Life had returned to normal in Howrah’s affected areas by Friday evening.But with the BJP desperate to keep the pot boiling, the political heat surrounding the violence grew.
Till late Friday evening, the police had arrested over 40 people in connection with the violence.
The exact reason behind the violence too remained hazy. Trinamul accused the marchers of provocation while the BJP blamed an alleged lack of police arrangement, Mamata’s comments and her party’s “posturing”.
Majumdar, in a tweet accompanying a purported video of the violence, accused Mamata of “appeasement of one particular community”.
While on the subject of law and order, Majumdar, like other BJP leaders, left certain questions untouched:
■ Why BJP leaders insist on organising processions in which participants carry a variety of arms.
Ram Navami celebrations over the last few years have seen every senior BJP leader — from former state president Dilip Ghosh to Adhikari — prodding people to hit the streets with arms. Ghosh had even been booked under the Arms Act in 2019.
But such has been the pressure from the saffron lobby that the state administration has not prohibited the carrying of arms at Ram Navami processions.
■ Why the BJP has been so intent on making Ram Navami processions — largely a north Indian tradition — ubiquitous across the length and the breadth of Bengal in recent years.
“This Ram Navami procession is clearly an imported culture.... We are seeing this in Bengal for the last 10 years, or maybe more recently than that,” said Kingshuk Chatterjee, associate professor of history with Calcutta University.
“It’s true that the Ramayan is read at homes in Bengal, but we cannot call Ram the ruling deity here. Bengal has a tradition of devotion to Krishna, popularised by Shri Chaitanya.”
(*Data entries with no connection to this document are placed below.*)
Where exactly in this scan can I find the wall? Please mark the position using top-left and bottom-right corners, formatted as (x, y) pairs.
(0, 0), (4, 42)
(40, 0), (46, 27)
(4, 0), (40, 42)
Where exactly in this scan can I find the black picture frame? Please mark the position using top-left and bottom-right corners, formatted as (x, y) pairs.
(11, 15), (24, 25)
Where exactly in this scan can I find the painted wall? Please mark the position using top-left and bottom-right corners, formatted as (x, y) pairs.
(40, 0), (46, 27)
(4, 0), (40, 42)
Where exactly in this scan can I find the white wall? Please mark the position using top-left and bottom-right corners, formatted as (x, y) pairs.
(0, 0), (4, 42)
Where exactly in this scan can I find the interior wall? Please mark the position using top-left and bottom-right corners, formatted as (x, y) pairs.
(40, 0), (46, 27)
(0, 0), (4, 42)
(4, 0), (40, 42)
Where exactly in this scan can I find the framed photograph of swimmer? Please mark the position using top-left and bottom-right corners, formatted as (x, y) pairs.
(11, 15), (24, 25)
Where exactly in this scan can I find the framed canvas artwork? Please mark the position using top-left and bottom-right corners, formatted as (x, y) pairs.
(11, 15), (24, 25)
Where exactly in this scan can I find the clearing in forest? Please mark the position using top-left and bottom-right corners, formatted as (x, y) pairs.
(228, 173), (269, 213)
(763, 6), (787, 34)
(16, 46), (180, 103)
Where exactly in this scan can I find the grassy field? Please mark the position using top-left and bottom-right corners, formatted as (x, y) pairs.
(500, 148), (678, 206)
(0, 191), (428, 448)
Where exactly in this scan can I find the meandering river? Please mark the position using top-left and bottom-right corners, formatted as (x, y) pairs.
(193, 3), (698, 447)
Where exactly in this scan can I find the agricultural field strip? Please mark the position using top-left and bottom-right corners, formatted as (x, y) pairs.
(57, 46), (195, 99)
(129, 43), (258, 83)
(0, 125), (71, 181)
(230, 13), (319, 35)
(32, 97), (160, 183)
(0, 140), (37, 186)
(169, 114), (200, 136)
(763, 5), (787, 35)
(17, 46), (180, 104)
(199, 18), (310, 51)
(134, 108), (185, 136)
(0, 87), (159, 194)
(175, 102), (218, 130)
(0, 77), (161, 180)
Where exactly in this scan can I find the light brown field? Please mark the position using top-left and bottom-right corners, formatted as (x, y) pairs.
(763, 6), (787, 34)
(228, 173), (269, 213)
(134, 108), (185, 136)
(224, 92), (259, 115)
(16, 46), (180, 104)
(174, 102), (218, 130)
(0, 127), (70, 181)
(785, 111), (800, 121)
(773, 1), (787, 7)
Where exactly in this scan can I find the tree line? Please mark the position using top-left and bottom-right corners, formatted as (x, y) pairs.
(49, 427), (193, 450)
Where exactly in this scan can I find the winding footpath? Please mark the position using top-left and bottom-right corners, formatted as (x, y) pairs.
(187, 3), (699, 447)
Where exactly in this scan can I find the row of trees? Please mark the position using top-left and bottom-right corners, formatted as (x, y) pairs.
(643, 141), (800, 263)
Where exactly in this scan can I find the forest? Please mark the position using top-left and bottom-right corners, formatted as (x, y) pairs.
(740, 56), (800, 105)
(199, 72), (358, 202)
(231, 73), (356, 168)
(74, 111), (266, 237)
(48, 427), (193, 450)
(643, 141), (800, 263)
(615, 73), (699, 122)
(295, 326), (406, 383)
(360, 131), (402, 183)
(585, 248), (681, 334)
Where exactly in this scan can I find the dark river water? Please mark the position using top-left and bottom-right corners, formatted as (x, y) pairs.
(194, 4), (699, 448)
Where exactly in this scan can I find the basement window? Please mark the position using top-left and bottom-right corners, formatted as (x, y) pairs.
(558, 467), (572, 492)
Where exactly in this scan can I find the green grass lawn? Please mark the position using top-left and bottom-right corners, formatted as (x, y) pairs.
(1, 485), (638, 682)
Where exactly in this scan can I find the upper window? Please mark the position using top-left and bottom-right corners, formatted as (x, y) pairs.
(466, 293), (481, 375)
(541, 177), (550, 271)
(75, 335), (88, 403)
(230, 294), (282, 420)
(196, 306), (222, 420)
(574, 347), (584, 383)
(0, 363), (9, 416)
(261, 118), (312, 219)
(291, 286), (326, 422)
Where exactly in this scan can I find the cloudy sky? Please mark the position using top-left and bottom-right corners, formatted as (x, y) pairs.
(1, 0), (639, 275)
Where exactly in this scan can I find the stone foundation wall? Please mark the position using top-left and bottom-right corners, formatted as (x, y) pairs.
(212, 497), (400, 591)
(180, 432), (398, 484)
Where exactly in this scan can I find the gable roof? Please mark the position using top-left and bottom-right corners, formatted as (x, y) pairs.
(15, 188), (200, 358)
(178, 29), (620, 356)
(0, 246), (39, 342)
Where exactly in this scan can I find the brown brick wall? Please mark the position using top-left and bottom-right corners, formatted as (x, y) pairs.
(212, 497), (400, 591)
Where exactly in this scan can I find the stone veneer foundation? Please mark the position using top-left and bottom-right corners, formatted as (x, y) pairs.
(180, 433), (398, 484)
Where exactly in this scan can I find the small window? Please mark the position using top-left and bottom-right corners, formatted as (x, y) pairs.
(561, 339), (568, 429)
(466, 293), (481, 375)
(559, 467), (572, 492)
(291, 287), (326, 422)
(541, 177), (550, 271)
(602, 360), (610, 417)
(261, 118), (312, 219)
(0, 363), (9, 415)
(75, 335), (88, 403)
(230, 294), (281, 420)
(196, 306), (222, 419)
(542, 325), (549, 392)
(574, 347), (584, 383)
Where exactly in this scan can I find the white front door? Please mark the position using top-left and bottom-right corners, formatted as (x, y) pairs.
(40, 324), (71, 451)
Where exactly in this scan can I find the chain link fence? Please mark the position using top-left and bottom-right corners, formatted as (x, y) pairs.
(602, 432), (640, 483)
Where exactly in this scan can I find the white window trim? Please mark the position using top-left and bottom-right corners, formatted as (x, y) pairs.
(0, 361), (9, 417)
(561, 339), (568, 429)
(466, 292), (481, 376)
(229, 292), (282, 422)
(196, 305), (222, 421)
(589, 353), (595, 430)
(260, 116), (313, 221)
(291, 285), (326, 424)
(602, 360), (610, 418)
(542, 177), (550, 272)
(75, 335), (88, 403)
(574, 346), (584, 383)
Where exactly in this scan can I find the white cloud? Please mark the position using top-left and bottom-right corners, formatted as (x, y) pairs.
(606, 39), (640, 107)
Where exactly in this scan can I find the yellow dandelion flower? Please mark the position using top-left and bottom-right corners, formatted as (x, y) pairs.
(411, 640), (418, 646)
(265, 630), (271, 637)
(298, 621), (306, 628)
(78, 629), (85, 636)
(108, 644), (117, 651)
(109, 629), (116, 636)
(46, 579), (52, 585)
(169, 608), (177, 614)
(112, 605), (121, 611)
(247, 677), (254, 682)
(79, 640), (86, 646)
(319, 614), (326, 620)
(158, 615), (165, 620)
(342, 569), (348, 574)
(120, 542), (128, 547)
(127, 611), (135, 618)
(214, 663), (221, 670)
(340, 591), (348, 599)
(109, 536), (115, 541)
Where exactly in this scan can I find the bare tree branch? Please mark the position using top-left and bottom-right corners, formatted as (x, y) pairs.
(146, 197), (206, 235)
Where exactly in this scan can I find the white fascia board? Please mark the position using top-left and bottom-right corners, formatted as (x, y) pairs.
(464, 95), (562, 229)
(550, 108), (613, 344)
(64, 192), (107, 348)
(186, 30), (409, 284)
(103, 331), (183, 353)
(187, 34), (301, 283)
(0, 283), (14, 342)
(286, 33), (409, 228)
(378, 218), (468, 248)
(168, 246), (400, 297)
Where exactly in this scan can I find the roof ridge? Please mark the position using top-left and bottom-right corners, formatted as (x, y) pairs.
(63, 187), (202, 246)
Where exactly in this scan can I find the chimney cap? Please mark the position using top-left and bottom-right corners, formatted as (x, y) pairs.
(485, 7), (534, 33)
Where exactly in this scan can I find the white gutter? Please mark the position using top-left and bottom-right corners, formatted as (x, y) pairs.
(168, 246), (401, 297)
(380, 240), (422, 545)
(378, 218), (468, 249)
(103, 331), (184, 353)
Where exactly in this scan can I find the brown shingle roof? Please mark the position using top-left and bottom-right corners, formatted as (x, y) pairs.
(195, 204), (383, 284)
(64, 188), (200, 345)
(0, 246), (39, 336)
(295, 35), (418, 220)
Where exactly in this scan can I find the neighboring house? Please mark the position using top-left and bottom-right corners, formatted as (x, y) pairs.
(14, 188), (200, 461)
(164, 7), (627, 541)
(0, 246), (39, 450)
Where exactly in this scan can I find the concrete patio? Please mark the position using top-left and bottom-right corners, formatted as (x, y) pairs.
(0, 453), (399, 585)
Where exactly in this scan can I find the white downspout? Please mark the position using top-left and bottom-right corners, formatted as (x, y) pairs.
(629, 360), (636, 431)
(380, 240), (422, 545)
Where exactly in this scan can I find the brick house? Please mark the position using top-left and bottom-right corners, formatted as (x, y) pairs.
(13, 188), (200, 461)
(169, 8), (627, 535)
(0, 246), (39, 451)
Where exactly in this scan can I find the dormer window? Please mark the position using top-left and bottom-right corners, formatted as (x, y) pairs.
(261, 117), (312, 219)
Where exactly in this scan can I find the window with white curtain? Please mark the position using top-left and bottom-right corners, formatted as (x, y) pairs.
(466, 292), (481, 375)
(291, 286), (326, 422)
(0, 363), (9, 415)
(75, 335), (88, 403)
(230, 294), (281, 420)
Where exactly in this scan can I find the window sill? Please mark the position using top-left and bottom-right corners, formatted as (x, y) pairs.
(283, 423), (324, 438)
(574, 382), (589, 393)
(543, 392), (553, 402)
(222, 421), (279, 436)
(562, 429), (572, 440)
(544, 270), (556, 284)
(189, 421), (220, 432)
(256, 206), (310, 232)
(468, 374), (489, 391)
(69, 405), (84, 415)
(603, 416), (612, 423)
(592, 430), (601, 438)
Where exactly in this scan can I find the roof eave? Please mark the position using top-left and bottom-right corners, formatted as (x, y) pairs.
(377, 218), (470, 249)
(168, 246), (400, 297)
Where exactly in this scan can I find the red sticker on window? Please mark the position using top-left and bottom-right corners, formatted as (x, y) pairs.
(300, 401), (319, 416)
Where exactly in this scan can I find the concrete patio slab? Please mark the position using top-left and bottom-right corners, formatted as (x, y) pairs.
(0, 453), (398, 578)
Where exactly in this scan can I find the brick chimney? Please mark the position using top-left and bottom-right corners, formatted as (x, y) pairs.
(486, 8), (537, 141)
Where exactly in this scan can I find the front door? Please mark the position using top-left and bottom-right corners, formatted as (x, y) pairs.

Ram Navami celebrations revolve around Lord Ram’s birthday, which falls on the ninth day of the shukhla paksha (bright half) in the Hindu calendar month of Chaitra.
“Devotees celebrate this day by observing a fast and seeking the blessings of Lord Ram. As the festival signifies the victory of good over evil, arms displays and violence do not gel with the festivities,” said the priest at a leading Ram temple in the city.
■ Why Ram Navami processions tend to erupt in violence in places like Howrah, which has a mixed population and a history of communal tension. Mixed pockets in Asansol had witnessed communal violence during Ram Navami in 2018, when two people died.
“There were problems in this part of Howrah, which has seen a steady change in its demography after several high-rises came up in the last few years,” a city-based political scientist, who did not wish to be named, said.
“Don’t you think that the plan to organise processions with armed men in the same area was aimed at creating trouble?”
The political scientist said the BJP’s strategy of using religion for political gain was the main reason behind the rising communal tensions in some parts of Bengal.
Several ordinary citizens in Howrah, who stayed indoors and whose work got affected on the last day of the financial year, were upset at the violence.
But there was no mistaking the glee in the saffron camp at religion having become central to the political discourse in the state, at least for the time being.
All of which suggests that the mention of “clothes” by Modi and Majumdar was not coincidental.